Letter to the Editor
The review of envenomation treatment, in this case black widow spider bites, by Leon Gussow, MD, was very interesting, and the risk of anaphylaxis versus the potential benefit of antivenin was well stated, and is an important consideration. (“Unusual — and Fatal — Cases from the Latest National Poison Data System Report,” EMN 2012;34:10; http://bit.ly/IY7ooB.) One point that I thought should also be addressed is the narcotic analgesic used. Many narcotics are associated with the release of histamine, including Dilaudid, but fentanyl is not. It seems reasonable to consider using fentanyl for narcotic analgesia in cases where anaphylaxis is or might be present.
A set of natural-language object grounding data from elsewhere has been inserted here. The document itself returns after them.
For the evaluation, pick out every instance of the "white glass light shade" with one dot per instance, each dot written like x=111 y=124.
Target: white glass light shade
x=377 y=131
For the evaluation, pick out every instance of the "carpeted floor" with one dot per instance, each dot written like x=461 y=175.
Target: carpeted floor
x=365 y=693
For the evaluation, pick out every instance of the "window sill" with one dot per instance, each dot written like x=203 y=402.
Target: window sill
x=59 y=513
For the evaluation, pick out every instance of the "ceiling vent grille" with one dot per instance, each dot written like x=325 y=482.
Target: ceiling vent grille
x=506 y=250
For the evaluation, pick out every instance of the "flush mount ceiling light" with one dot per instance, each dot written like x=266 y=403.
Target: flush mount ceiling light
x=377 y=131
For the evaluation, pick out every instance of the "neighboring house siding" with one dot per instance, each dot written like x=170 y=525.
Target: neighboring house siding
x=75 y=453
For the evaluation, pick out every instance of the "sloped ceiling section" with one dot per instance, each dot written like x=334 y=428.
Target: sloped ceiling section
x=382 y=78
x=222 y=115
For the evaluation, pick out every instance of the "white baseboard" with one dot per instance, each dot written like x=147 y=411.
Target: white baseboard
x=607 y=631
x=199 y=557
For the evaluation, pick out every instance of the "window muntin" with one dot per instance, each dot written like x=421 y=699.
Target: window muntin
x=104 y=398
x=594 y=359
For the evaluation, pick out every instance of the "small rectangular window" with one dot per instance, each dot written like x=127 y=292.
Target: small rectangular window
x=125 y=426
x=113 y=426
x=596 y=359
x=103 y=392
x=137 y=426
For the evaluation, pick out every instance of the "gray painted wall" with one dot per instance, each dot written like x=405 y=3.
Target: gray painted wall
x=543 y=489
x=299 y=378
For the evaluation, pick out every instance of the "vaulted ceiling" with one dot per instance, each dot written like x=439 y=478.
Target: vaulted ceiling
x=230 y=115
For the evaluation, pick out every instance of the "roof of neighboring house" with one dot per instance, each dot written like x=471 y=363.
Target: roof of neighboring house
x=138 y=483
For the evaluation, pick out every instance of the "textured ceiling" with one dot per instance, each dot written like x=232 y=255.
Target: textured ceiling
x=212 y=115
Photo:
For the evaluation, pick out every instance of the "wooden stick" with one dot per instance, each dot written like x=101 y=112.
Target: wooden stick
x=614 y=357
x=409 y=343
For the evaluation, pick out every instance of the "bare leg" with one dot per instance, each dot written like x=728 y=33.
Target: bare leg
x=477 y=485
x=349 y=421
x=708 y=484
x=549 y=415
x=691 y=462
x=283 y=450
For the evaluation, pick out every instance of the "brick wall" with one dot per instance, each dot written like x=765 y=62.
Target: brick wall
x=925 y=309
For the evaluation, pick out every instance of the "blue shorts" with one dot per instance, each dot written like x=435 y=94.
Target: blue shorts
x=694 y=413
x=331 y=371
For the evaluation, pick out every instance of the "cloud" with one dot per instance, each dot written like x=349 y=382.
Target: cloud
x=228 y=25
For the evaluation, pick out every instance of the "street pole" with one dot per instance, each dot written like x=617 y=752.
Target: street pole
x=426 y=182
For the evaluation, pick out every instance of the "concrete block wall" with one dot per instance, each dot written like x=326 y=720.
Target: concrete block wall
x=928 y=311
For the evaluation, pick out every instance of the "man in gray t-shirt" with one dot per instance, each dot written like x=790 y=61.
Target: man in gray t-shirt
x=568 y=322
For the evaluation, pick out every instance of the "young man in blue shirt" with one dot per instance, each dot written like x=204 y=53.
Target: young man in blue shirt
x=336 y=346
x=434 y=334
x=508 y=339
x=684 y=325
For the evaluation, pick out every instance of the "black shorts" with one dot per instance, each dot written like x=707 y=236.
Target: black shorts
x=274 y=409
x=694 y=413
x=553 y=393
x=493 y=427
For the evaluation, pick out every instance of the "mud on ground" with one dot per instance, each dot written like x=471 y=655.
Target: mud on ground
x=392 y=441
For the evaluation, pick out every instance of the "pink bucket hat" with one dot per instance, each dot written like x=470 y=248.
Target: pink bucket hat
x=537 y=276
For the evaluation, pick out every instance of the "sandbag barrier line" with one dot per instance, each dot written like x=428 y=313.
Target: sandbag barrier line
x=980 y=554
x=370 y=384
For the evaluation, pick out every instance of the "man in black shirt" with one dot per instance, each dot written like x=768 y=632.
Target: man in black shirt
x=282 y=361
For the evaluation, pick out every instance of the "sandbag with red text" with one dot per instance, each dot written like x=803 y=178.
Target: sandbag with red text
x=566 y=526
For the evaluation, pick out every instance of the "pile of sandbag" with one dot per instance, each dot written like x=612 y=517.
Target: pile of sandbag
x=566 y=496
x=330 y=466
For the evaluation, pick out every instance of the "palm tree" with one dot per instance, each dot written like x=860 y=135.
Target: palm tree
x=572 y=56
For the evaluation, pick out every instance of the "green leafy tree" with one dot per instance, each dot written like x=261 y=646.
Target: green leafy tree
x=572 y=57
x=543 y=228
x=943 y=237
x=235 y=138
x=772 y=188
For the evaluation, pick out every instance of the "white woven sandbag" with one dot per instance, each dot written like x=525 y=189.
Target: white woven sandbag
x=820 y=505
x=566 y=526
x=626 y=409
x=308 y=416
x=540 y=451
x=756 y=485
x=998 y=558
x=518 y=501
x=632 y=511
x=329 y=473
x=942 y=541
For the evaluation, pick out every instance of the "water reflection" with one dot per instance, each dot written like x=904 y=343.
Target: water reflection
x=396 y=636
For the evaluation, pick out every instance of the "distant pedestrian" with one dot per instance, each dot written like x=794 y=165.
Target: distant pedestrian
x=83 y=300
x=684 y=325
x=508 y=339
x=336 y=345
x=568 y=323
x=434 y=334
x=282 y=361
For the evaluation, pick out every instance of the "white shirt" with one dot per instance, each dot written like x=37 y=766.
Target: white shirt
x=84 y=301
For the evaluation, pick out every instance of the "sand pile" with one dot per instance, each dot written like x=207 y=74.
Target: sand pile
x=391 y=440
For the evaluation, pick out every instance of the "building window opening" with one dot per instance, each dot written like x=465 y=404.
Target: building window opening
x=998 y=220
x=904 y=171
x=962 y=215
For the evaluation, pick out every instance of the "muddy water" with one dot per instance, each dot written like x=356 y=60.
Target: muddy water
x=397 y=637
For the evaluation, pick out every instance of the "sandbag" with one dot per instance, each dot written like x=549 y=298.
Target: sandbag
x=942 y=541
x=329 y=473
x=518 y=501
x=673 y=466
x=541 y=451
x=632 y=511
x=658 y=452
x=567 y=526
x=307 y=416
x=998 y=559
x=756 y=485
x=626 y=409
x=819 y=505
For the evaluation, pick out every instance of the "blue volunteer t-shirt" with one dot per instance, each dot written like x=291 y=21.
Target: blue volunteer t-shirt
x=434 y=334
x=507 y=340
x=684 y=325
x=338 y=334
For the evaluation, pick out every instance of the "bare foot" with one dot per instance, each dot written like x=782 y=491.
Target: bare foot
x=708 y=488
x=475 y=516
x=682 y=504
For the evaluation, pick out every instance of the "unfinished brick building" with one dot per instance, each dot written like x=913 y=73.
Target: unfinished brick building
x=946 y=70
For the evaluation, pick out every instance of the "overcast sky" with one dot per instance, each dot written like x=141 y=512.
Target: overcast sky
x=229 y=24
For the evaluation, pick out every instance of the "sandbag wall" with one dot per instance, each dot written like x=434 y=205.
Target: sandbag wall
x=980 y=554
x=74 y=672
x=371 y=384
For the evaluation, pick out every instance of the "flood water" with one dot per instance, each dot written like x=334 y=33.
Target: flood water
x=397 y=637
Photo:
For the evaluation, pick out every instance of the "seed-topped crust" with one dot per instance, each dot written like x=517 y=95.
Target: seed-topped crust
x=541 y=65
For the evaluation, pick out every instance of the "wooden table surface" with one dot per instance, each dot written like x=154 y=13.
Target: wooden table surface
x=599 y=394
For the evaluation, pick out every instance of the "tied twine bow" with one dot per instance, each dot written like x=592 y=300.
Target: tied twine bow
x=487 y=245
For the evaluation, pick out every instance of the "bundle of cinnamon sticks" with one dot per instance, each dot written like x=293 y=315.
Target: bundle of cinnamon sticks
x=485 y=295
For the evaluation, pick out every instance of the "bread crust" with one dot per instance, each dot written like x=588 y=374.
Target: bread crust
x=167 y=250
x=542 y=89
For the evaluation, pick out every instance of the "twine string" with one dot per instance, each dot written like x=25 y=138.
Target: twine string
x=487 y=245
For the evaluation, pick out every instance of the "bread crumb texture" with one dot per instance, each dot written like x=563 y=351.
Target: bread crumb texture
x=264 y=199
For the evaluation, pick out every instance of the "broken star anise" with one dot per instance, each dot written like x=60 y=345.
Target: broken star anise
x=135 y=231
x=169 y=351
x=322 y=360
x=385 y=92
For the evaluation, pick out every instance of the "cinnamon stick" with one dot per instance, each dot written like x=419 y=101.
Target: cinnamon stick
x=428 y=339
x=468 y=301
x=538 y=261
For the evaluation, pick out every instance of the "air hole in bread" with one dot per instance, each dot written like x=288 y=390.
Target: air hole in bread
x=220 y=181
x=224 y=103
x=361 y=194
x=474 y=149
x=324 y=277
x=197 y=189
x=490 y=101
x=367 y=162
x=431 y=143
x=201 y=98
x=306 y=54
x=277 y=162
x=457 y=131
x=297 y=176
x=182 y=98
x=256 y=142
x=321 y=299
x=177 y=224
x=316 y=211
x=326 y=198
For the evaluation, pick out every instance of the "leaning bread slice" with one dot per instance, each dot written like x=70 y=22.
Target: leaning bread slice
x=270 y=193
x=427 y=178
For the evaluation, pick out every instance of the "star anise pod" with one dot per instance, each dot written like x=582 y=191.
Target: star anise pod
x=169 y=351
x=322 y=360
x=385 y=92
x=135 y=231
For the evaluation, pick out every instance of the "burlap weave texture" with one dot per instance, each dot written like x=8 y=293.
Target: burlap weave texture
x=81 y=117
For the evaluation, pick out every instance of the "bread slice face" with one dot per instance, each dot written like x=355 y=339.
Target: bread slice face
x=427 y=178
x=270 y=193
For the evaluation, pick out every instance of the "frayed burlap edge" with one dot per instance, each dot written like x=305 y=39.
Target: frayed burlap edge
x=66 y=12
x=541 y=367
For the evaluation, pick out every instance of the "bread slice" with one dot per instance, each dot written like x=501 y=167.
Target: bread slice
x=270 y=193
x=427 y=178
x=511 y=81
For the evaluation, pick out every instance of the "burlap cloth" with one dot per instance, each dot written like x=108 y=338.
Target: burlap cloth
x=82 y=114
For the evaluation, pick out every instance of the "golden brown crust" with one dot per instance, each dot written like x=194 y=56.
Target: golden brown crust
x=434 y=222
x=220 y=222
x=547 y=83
The contribution of any histamine release associated with Dilaudid and its contribution to the anaphylaxis seems small, if at all, but as a practice I use only fentanyl in cases where there is the potential for anaphylaxis to avoid possible histamine release, the consequent allergic manifestations, and the venodilation that accompanies it.
Paul Janson, MD
Dr. Gussow responds: You bring up a very interesting point. This question has not been studied to my knowledge, and I'm not aware of any case reports where a bad outcome following black widow spider bite was associated with specific opiates. As I mentioned in the article, the two fatal cases of anaphylaxis following administration of black widow spider antivenin involved atopic or asthmatic patients; one inappropriately received IV push instead of infusion and the other clearly did not have adequate treatment with opiates and benzodiazepines before antivenin was given. I carefully consider the risk-and-benefit calculation before administering antivenin, and administer it if indicated according to guidelines would have a far greater effect on prognosis than the specific opiate used for pain control.